His comments come as staff at the SEC, the top U.S. securities regulator, weigh a proposal by the New York Stock Exchange for a rule change that would allow more companies to go public without using banks to underwrite the transaction.
Jackson, a Democratic commissioner who was a capital markets banker early in his career, said he could not comment on the NYSE’s specific proposal but that he generally welcomed innovations that could reduce the 7% fee companies raising less than $1 billion typically pay to Wall Street banks to go public.
That fee, which has remained unchanged for two decades according to research conducted by Jackson’s office, is a major obstacle for middle-market companies looking to list, he said.
“In the modern world we live in, where everything costs less, it is astonishing that we charge a 7% tax to give people access to the public capital markets of the United States,” Jackson said.

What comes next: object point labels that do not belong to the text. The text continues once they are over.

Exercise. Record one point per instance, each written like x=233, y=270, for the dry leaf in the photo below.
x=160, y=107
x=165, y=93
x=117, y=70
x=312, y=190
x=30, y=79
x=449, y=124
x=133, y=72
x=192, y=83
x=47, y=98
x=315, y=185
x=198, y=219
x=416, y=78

He also rejected the claim frequently made by corporate lobbyists that red tape is the main reason the number of public companies has declined over the past 20 years.
“The good news is I think people are starting to compete, and direct listings is the beginning of what I hope will be a lot of innovation in the space,” Jackson said.
In 2018, music streaming business Spotify Technology SA launched a direct listing, followed in 2019 by communication platform Slack Technologies Inc. Both had successful market debuts, but their share prices have since struggled.
One advantage of the direct listings is that the companies paid less in fees to Wall Street banks than in a traditional IPO. Critics, though, worry that direct listings could weaken investor protections, since banks also act as gatekeepers helping to spot fraudulent would-be issuers.
Jackson, who has established himself as a vocal advocate for investor rights during his two years at the SEC, acknowledged that “trade off” and said he would want to see details on how any direct listing rule change would protect investors.
“What we’ll need is a solution that’s robust and protects investors,” he said.